A Malley, de grands morceaux de ville vont être construits en peu de temps. La buvette La Galicienne ne restera certainement pas, ou du moins pas dans cet état, mais son activité pourrait mener à un programme similaire qui verrait le jour dans l’un des futurs bâtiments. En effet, si elle a été conçue comme une scène éphémère, La Galicienne est devenue un lieu de rencontre, elle a réuni des artistes, provoqué une onde qui se propage. C’est ainsi que je vois l’approche de l’urbaniste : il ne s’agit pas que de faire du construit, mais aussi de créer du social, de l’appartenance.

M. F. A la lumière de vos récits, on se prend à penser que l’urbanisme, l’aménagement et la culture devraient mieux collaborer… 
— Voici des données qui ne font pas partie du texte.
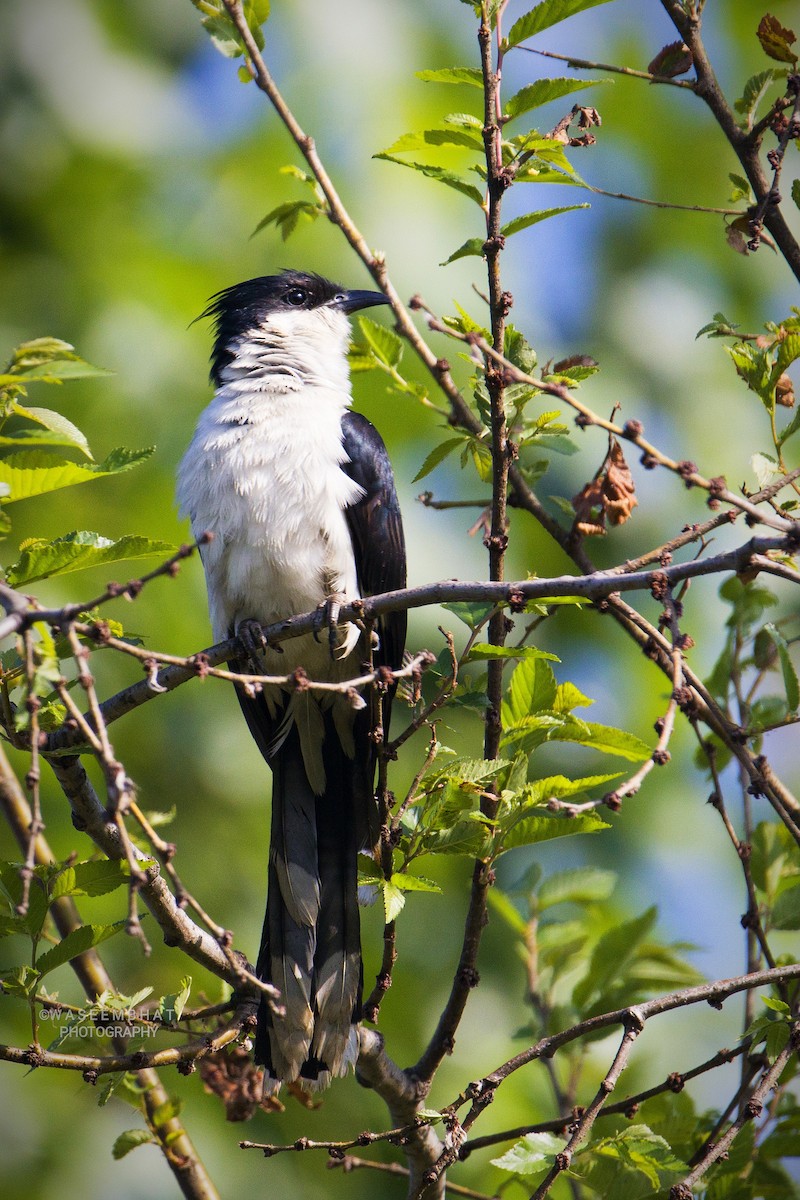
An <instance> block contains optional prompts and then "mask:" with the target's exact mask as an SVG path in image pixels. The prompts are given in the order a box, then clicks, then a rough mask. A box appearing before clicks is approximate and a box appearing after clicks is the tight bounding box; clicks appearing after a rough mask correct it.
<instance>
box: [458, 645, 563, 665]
mask: <svg viewBox="0 0 800 1200" xmlns="http://www.w3.org/2000/svg"><path fill="white" fill-rule="evenodd" d="M487 659H546V660H547V661H548V662H560V661H561V660H560V659H559V656H558V655H557V654H551V653H549V650H540V649H539V647H537V646H489V643H488V642H479V643H477V644H476V646H474V647H473V648H471V650H470V652H469V654H468V656H467V659H465V661H467V662H482V661H486V660H487Z"/></svg>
A. W. L’urbanisme est forcément un travail culturel, qu’on le veuille ou non. Les urbanistes sont aujourd’hui accusés d’utiliser l’artiste pour préparer la gentrification, le remplacement d’une population par une autre, plus aisée. Cela ne doit pas empêcher de favoriser le rôle de la culture pour créer un terreau fertile dans des endroits délaissés.
Lausanne Jardins, par exemple, a contribué à découvrir des lieux, des niches, des terrains en friche et d’y planter des graines. Comme Antigel, Lausanne Jardins est intervenu sur des endroits que personne ne regardait. L’événement a révélé des strates archéologiques dans un tunnel, aménagé des bancs fleuris dans des coins délaissés, provoqué un intérêt pour les plantes vivaces poussant sur les terrains vagues… En 2004, la manifestation s’est dirigée vers l’Ouest lausannois. Elle nous a alors aidés à identifier des besoins, à chercher des idées, et a permis d’obtenir des soutiens politiques pour réaliser des projets. Ce projet culturel a donc clairement joué un rôle de facilitateur.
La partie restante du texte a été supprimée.